Not Just Jane

By Shelley DeWees. (Harper, 336 pages, $15.99.)

Shelley DeWees loved Jane Austen and the Brontës, but still she wondered: Weren't there other female writers in their day? So began the British lit teacher's voyage of discovery, which brings us "Not Just Jane," a fun and fascinating look at seven women who made their mark before sinking into obscurity.

Any of these ring a bell: Charlotte Turner Smith, Helen Maria Williams and Mary Robinson, poets and political radicals? Dinah Mulock Craik and Mary Elizabeth Braddon, smash hits with the middle class? Catherine Crowe, one of the first detective storytellers? Sara Coleridge, pioneer in fantasy lit?

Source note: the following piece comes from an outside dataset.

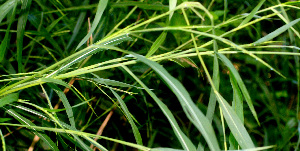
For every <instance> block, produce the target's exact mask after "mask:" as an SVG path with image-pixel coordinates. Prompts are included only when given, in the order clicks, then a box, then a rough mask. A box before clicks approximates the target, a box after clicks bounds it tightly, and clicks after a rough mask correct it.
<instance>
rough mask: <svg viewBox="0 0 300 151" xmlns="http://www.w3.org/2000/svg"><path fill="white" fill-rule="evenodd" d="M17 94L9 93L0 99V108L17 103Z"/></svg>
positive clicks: (13, 93) (14, 93) (17, 96)
mask: <svg viewBox="0 0 300 151" xmlns="http://www.w3.org/2000/svg"><path fill="white" fill-rule="evenodd" d="M18 99H19V93H11V94H8V95H7V96H5V97H3V98H1V99H0V107H3V106H4V105H6V104H10V103H13V102H16V101H18Z"/></svg>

Unlike our now famous Jane, all were prosperous while they lived. Some married; some didn't. Most were rebuked for flouting the clear rules for well-born women: Get yourself married and keep your opinions to yourself.

DeWees covers a lot of ground quickly, depicting all seven writers and their work in about 300 pages. Still, she manages to dish tales of dalliances with royalty, drugs and other dangerous behavior that help us see how much was stirring outside the pages of Austen and the Brontë sisters.

Maureen McCarthy

To Name Those Lost By Rohan Wilson. (Europa Editions, 267 pages, $17.)

Fierce, brutal, brilliant, beautiful — it's hard to find enough superlatives to describe this hard gem of a novel by young Australian novelist Rohan Wilson. With a piercing literary prowess that brings to mind the prose of Cormac McCarthy, Charles Dickens, Joseph Conrad and William Faulkner, but ultimately becomes his exceptional own, he catapults us into the vicious, impoverished world of a colonial town in Tasmania of the 1870s, where an bloody uprising is underway.

Amid the chaos, a bedraggled ex-convict named Thomas Toosley desperately searches for his motherless 12-year-old son, all the while being stalked by the equally murderous Fitheal Flynn, who is accompanied by a terrifying hooded figure. The latter are bent on vengeance for reasons that emerge in the course of a story that also turns out to be about parental legacies that include murder and love.

This is a novel you'll stay up all night reading for its suspenseful plot, then find yourself wanting to do a forensic rereading the next day to more closely examine and admire its exceptional literary power.